Throughout chapters four and five, the reader begins to feel the pain of the girls at Weston. Orenstein gives a touching narrative with disturbing stories of self-confidence and self-esteem issues involving sensitivity that turn the girls onto self-harming behavior. This behavior includes self-starvation like bulimia and anorexia as well as self-mutilation. Orenstein tells the reader that this is a common practice among this age because girls feel the need to express their feelings of powerlessness. This in return helps to alleviate the anxiety and the depression they are trying to cope with.

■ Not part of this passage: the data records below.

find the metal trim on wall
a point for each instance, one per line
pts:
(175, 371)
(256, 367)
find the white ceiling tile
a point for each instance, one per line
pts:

The last chapter in this section takes a deeper look at sexual harassment at Weston. Both students and parents seem dazed by a teacher’s enforcement of the schools sexual harassment policies, because nothing like this has ever been carried out before. The girls at Weston however, will begin to have an easier time at school, and that’s the way it should be. In the Audubon section of SchoolGirls, which is broken up into chapters seven through eleven, the reader finds some different observations about the girls at this middle school.

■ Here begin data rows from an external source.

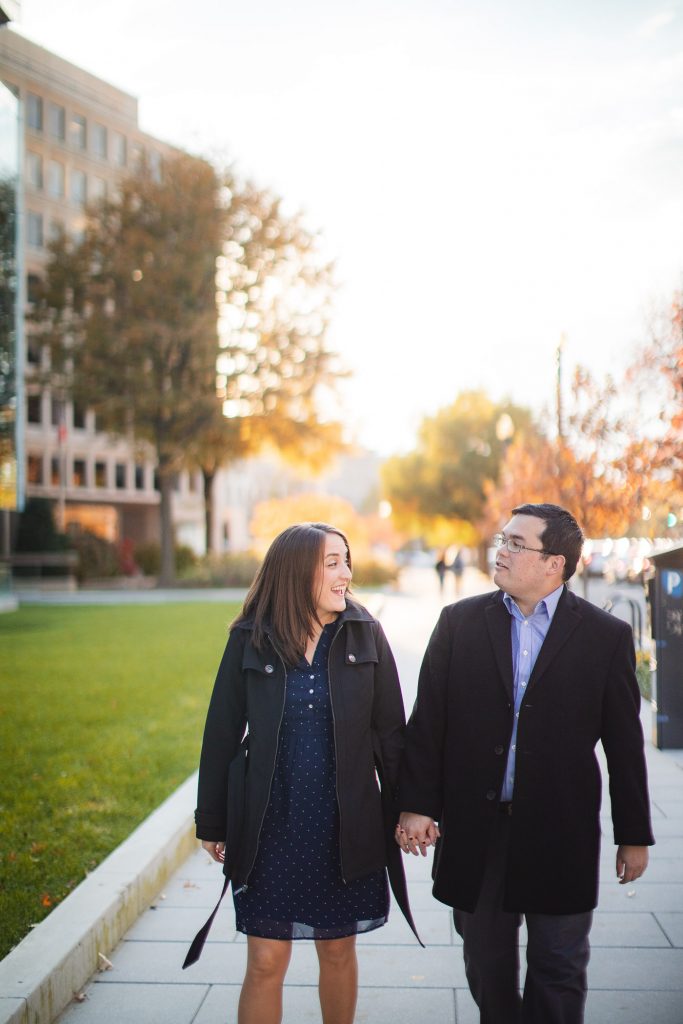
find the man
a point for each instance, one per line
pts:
(515, 690)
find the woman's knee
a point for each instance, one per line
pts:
(336, 953)
(267, 960)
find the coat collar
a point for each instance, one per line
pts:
(565, 621)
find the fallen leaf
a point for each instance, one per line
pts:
(103, 963)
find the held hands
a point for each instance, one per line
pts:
(415, 833)
(631, 862)
(215, 850)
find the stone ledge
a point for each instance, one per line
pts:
(41, 975)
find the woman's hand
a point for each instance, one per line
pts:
(215, 850)
(415, 833)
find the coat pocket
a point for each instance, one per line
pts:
(237, 800)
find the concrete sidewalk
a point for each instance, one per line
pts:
(636, 973)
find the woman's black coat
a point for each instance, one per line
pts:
(241, 744)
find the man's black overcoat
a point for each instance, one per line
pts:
(583, 690)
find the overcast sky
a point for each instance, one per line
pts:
(488, 174)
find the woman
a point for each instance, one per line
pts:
(306, 709)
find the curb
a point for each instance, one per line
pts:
(43, 973)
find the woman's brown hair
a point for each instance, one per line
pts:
(281, 599)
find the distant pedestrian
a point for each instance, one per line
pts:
(516, 689)
(306, 712)
(440, 567)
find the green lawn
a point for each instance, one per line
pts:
(101, 711)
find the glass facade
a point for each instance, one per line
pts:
(11, 286)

At Audubon, the hidden curriculum teaches students that their potential relies more on their ethnic and class backgrounds then just their gender. Chapter seven shows the reader that gender politics is a huge part of Audubon’s everyday activities and that sexual harassment is overlooked. Orenstein declares that this hidden curriculum teaches boys that they can get away with harming girls during school. In chapters eight and nine, the differences in the way that African-American girls are treated opposed to the white girls at Weston are examined.
Orenstein observed that African-American girls have higher self-esteem and this in return labels them as causing disciplinary problems in the classroom. Despite their participation in the classroom, these girls are faced with less attention and acknowledgement from their teachers. Chapter ten brings to light Latina girls. These groups of girls are being subjected to gangs along with abusive relationships. In the final chapter of section two, topics like class and background are brought into light in comparison to the girls at Weston. Audubon girls have the strength to succeed, but they encounter more distractions as well as less guidance.